Days after an announcement that thousands of low-income seniors will not get state-paid benefits in May or June, Gov. Mike Dunleavy said legislators need to be honest with Alaskans about why it happened.

“Members of the House Majority are quite frankly, being disingenuous with Alaskans when they express shock and disappointment that the Senior Benefits program will not have enough revenue for its highest income seniors for two months," the governor said in a prepared statement Saturday. “Why? Because they knowingly underfunded it.”

The initial email from Department of Health and Social Services announcing the suspension was sent to lawmakers Thursday morning.
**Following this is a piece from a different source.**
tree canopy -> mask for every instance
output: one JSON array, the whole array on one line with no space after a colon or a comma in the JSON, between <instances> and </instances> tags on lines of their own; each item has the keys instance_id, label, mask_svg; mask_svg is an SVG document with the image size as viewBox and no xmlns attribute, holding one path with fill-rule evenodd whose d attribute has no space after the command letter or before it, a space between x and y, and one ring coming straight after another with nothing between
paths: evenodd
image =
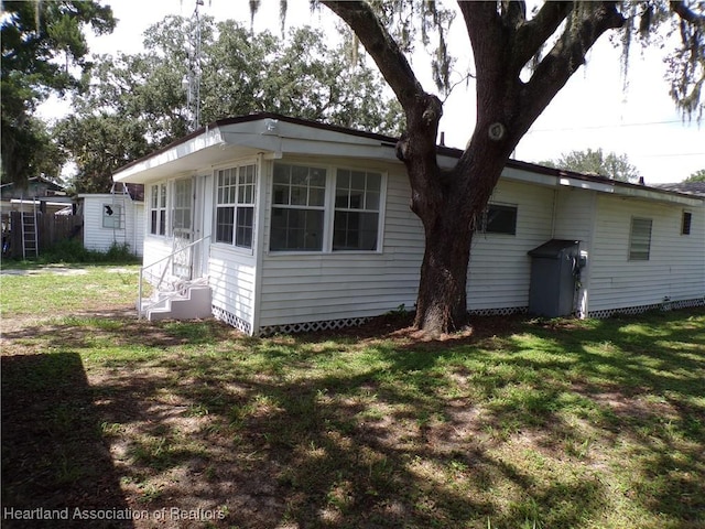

It stated more than 4,700 individuals in the highest income tier who receive of benefits of $76 per month would not get those payments in May or June “due to insufficient funding." Seniors receiving payments of $175 and $250 per month — about 6,866 individuals according to numbers from the email — were not expected have their benefits suspended.

Members of the Alaska House of Representatives responded, some calling the stoppage "unacceptable." On Friday, 19 members of the House majority, expressed their disappointment in the decision in a letter to DHSS.

"Cutting this program suddenly with two weeks' notice is immoral and reflects poorly on our priorities as as state," they stated in the letter.

The lawmakers went further to ask two questions of the department: Why didn’t DHSS request supplemental funds to avoid the shortfall, and why wasn’t a $20 million discretionary fund used to resolve the problem?

However, in his news release Saturday the governor said the Walker administration warned lawmakers last spring that the program might be underfunded but passed the appropriation anyway.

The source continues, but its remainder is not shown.